GitHub Actions alternative: .github/workflows/supervisor-report-scan.yml runs the same 0 7 * * 1 schedule.


Assignment recompute drain

Endpoint: POST /v1/drain-assignment-recompute Secret variable: RECERTIFICATION_SCAN_SECRET (reuses the same secret) Recommended cadence: Every 5 minutes (*/5 * * * *)

Drains the assignment_recompute_queue table, which is populated by a database trigger whenever a user's profile attributes (activity, plant, line, workstation) change. The drain calls recomputeAssignmentsForUser for each queued entry and assigns any matching onboarding campaigns.

Recompute is additive and idempotent - it never deletes or supersedes existing assignments.

You can also trigger recompute synchronously on a per-user basis through the POST /v1/apply-onboarding-rules route (user-authenticated, admin-initiated).


Document-processing queue drain

Endpoint: POST /v1/process-document-queue Secret variable: RECERTIFICATION_SCAN_SECRET (reuses the same secret) Recommended cadence: Every 1 minute (*/1 * * * *) or via Cloud Tasks (see below)

Drains the RAG indexing queue by processing documents in pending status. Only relevant when DOCUMENT_PROCESSING_MODE=worker. See Document processing for the full explanation of modes.

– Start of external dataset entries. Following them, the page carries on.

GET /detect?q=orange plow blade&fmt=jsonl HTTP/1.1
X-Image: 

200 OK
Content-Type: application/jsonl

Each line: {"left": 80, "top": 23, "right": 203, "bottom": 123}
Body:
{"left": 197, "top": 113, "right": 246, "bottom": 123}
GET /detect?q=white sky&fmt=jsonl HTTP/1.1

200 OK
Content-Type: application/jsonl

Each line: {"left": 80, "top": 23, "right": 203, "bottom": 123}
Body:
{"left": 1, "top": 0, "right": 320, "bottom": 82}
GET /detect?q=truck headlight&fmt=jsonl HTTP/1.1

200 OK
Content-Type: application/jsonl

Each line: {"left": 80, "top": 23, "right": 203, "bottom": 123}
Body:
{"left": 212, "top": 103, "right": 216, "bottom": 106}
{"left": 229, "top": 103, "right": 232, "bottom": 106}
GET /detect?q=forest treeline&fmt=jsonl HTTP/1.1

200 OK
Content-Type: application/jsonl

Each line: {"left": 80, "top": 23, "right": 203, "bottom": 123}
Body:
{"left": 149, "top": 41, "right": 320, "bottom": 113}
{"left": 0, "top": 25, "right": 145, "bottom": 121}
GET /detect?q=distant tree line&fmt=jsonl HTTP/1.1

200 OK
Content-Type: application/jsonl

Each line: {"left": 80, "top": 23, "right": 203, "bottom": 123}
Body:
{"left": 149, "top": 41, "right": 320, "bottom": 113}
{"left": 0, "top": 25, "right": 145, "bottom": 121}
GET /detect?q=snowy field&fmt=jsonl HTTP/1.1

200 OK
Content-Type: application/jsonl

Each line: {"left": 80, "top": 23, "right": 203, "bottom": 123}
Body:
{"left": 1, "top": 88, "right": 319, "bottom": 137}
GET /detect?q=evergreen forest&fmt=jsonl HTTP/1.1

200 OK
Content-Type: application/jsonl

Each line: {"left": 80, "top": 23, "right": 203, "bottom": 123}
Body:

Cloud Scheduler setup (for worker mode):

gcloud scheduler jobs create http better-comply-doc-queue \
--schedule="*/1 * * * *" \
--uri="https://<cloud-run-url>/v1/process-document-queue" \
--http-method=POST \
--headers="x-internal-secret=<secret>,content-type=application/json" \
--time-zone=UTC \
--message-body='{}'

Document-conversion cleanup

Endpoint: POST /v1/cleanup-document-conversions Secret variable: RECERTIFICATION_SCAN_SECRET (reuses the same secret) Recommended cadence: Daily (0 2 * * *)

Removes orphaned staging blobs from the knowledge-documents bucket:

  • conversions/<id>/... - extracted images from a conversion job that was never committed.
  • imports/<uuid>.<ext> - source binaries staged by the import page but abandoned (tab-close, etc.).

The default retention is 24 hours (olderThanHours=24). A beforeunload browser cleanup is not reliable for async storage deletes, so this cron is the durable garbage collector.

gcloud scheduler jobs create http better-comply-doc-cleanup \
--schedule="0 2 * * *" \
--uri="https://<cloud-run-url>/v1/cleanup-document-conversions" \
--http-method=POST \
--headers="x-internal-secret=<secret>,content-type=application/json" \
--time-zone=UTC \
--message-body='{}'

Summary table

EndpointSecret variableRecommended cadencePurpose
/v1/recertification-scanRECERTIFICATION_SCAN_SECRETDaily 0 6 * * *Re-enrol overdue learners, send reminders
/v1/supervisor-report-scanSUPERVISOR_REPORT_SCAN_SECRETMondays 0 7 * * 1Weekly team digest email to supervisors
/v1/drain-assignment-recomputeRECERTIFICATION_SCAN_SECRETEvery 5 min */5 * * * *Drain attribute-change assignment queue
/v1/process-document-queueRECERTIFICATION_SCAN_SECRETEvery 1 min */1 * * * *RAG indexing drain (worker mode only)
/v1/cleanup-document-conversionsRECERTIFICATION_SCAN_SECRETDaily 0 2 * * *Remove orphaned staging blobs

Secret rotation

  1. Add a new secret version in Secret Manager.
  2. Redeploy the Cloud Run service.
  3. Update each Cloud Scheduler job to pass the new header value.
  4. Verify the next scheduled run succeeds before deleting the old secret version.